The ruling also allows a lawsuit to go forward in Indiana where plaintiff Kimberly Hively alleges she lost her community college teaching job because she is a lesbian. I mean seriously what’s next losing your job because you visited a gay porn site like www.fuckedgay.xxx more help is what’s needed so these laws must change.

“I have been saying all this time that what happened to me wasn’t right and was illegal,” Hively said in a statement released by the gay rights legal organization, Lambda Legal, which represents her. In so doing, the full appeals court overruled a decision by a smaller panel of its judges to uphold the district court’s decision in the college’s favor.

To reach its conclusion, the court examined 20 years of rulings by the U.S. Supreme Court on issues related to gay rights, including the high court’s 2015 ruling that same-sex couples have a right to marry, Wood wrote.






No Discharge in Bankruptcy, Student Loans

Monica Stitt, a 45-year-old woman, is unemployed, disabled, and living far below the poverty line. Still, a federal district judge decided last week that she could not cancel more than $37,000 in student debt in bankruptcy, because she hadn’t made a good-faith attempt at repaying the loans.

Her entire income- about $10,000 per year – consisted of Social Security disability benefits and public assistance. She has been unemployed since 2008.

She had borrowed $13,250, which had increased with interest to $37,400 by the time she filed for bankruptcy. After the bankruptcy judge ruled she couldn’t discharge the debt, Stitt appealed to the U.S. District Court in Maryland without a lawyer, and a district judge upheld the bankruptcy court’s ruling on June 9.
The debtor didn’t meet the “undue hardship” test required by the bankruptcy code. Unlike credit card debt, student loans can almost never be discharged in bankruptcy. There are alternatives to bankruptcy, such as debt consolidation, but this can be difficult to manage if cashflow is not adequate enough. The only way people who have filed for bankruptcy can get rid of the debt is by proving that repaying them would impose “undue hardship” on their lives.
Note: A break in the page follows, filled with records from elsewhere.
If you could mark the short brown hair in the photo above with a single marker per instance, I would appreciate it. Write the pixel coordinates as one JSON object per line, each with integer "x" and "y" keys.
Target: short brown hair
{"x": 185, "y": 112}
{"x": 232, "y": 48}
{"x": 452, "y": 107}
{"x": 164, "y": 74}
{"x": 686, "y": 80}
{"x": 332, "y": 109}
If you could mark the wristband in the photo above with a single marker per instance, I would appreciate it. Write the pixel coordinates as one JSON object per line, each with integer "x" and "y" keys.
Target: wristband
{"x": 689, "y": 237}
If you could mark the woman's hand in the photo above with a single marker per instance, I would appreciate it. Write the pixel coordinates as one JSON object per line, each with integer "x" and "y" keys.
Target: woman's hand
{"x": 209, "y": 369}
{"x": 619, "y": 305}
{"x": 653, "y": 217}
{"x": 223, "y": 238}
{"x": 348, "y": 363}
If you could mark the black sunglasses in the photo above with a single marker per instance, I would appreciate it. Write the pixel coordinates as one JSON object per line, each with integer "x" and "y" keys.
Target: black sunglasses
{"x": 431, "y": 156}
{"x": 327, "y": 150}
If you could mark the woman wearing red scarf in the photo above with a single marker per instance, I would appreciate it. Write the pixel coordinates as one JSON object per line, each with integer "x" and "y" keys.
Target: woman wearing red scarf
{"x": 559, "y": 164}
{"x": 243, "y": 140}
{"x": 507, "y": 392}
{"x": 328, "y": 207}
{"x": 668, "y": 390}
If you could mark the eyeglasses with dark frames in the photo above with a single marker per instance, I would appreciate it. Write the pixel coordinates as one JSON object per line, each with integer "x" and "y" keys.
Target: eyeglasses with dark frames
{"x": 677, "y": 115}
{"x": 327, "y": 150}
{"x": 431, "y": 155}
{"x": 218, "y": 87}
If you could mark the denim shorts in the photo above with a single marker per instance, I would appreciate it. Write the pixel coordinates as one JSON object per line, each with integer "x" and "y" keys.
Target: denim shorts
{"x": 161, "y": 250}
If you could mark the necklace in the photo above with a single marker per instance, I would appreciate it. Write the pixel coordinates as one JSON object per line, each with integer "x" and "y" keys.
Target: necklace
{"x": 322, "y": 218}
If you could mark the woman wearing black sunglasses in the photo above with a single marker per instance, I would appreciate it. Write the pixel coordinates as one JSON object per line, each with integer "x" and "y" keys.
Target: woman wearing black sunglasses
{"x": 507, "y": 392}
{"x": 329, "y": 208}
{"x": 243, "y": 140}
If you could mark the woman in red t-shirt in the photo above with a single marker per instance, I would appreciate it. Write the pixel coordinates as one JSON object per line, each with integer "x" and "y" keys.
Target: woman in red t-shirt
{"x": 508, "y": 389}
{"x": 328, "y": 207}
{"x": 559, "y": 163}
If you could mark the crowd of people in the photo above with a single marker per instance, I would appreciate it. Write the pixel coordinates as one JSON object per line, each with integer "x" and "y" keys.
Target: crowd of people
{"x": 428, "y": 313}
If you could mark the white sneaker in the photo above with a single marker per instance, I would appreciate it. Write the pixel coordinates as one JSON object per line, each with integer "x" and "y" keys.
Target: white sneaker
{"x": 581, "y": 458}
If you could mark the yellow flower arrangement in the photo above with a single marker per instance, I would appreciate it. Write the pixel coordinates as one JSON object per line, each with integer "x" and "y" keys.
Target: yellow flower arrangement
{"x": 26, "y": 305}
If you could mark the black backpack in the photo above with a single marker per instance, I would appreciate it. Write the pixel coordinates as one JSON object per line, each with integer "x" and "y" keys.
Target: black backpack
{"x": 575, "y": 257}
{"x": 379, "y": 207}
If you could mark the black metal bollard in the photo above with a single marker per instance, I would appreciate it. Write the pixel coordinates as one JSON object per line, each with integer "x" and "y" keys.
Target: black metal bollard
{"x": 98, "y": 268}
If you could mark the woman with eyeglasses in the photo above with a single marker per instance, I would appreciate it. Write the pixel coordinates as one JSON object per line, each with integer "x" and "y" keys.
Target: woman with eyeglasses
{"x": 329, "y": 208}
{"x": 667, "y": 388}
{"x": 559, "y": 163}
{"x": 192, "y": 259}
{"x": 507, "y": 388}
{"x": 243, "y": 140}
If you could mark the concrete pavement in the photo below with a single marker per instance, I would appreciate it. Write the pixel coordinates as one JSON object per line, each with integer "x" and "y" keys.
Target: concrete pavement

That standard is not defined in the law, so it has been left to the courts to decide how bad someone’s circumstances need to be to qualify for relief. U.S. courts use a three-pronged test to decide whether paying back a student loan would be too difficult. First, a borrower must prove that she can’t maintain a “minimal standard of living” while also repaying the debt. Then the debtor must prove that the current destitute circumstances will last for quite a long time. Lastly, the debtor has to show s/he has made “good-faith efforts” to repay the loan in the past.

Stitt met the first two criteria, but she flunked the third part of the test-showing a good-faith effort to repay the loan-in part because she held a government-sponsored job for a few months in 2008, when she earned $11,000. The bankruptcy judge criticized her for not using some of the income to pay her student loans. Stitt said she used the income to pay credit card debt and other expenses.

The judge stated that Stitt was eligible for two federal loan-consolidation programs in which no payments would be required since her income was so low. After 25 years in the program, the debt would be forgiven even if she had made no payments, as long as her income hadn’t risen. In upholding denial of discharge of the loans in bankruptcy, the judge encouraged her to participate in the consolidation program. There are many options from Debt Consolidation USA which help people with loans that are piling up and are likely to never be paid. The consolidation process can help someone get their finances back on track and regain control of their money.

If you are looking to file for bankruptcy, you could go ahead and file bankruptcy without a lawyer. However, seeking the guidance of a qualified bankruptcy attorney may be very helpful because of the long-term financial consequences of a bankruptcy filing. If you wish to do so in North Carolina, you may want to speak with Sasser Law Firm.

If you’re concerned about how you’re going to fund your time at college, you might want to look at student loans by Sofi to see how they can help you out.